* 7 December 1907 in Leipzig; † 14 August 1998 in Zwickau
German painter and graphic artist
Albert Hennig belongs among the artists of the lost generation. As one of the last pupils of the Bauhaus, his oeuvre stands in the tradition of that influential art school. Hennig studies concrete construction and joins the Social Democratic Party of Germany in 1928. He teaches himself photography. In 1932 he successfully applies for a place to study at the Dessau Bauhaus. His teachers here and – after the closure of the Dessau Bauhaus – in Berlin are, among others, Josef Albers (Preliminary Course), Walter Peterhans (Photography), Hinnerk Scheper, Joost Schmidt and, on occasions, Ludwig Mies van der Rohe and Wassily Kandinsky. Hennig’s photographic collection "Children of the Street" is destroyed by the National Socialists in 1933 during the occupation of the SPD-offices in Leipzig. He is summoned as a construction worker from 1934 until 1945. During an air raid on Leipzig in December 1943 Hennig’s apartment, and with it almost all of his early work, is destroyed. The artist moves to Zwickau.
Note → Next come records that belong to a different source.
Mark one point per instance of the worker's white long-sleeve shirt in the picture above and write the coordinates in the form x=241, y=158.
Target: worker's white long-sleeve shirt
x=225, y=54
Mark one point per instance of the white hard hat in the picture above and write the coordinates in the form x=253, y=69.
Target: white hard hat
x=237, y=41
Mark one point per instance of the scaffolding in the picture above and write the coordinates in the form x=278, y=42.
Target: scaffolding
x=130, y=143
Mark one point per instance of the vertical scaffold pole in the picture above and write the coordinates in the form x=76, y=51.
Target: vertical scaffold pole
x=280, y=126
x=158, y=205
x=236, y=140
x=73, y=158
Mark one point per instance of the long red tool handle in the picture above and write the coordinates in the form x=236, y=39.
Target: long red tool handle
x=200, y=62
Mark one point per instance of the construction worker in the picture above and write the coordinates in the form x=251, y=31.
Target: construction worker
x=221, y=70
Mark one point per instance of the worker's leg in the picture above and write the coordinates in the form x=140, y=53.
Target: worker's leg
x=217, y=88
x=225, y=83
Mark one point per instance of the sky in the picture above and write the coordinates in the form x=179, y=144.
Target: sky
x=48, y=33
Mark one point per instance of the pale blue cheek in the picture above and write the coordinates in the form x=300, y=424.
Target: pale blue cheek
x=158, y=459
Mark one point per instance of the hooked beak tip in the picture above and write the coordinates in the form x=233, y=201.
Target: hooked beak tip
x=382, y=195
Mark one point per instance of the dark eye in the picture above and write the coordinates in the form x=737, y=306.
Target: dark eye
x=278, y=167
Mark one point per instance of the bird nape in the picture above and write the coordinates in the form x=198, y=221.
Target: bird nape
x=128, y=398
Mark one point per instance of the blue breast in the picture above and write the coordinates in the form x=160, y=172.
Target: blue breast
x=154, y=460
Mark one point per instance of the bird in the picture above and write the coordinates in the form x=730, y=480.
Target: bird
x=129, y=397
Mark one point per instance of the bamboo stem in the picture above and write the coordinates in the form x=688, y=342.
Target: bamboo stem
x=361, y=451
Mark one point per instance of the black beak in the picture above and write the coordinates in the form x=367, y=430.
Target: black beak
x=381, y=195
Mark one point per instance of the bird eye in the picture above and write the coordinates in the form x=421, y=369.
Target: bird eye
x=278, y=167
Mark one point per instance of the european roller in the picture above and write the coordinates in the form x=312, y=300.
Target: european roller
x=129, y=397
After the war Henning is one of the founding members of the group “Visual Artists” at the Cultural Association of Zwickau. His fellow artists Max Schwimmer and Heinz Fleischer become major influences for him. He creates his first abstract works at the beginning of the 1950s, but with them he comes into conflict with the official cultural politics of the GDR. Hennig distances himself from this one-sided attitude to art and from 1953 until 1972 again works as concrete constructor. Subsequently he dedicates himself fully to painting and graphic art. His late work is quickly recognised and he receives a number of awards. In 1996 he is awarded the Federal Cross of Merit.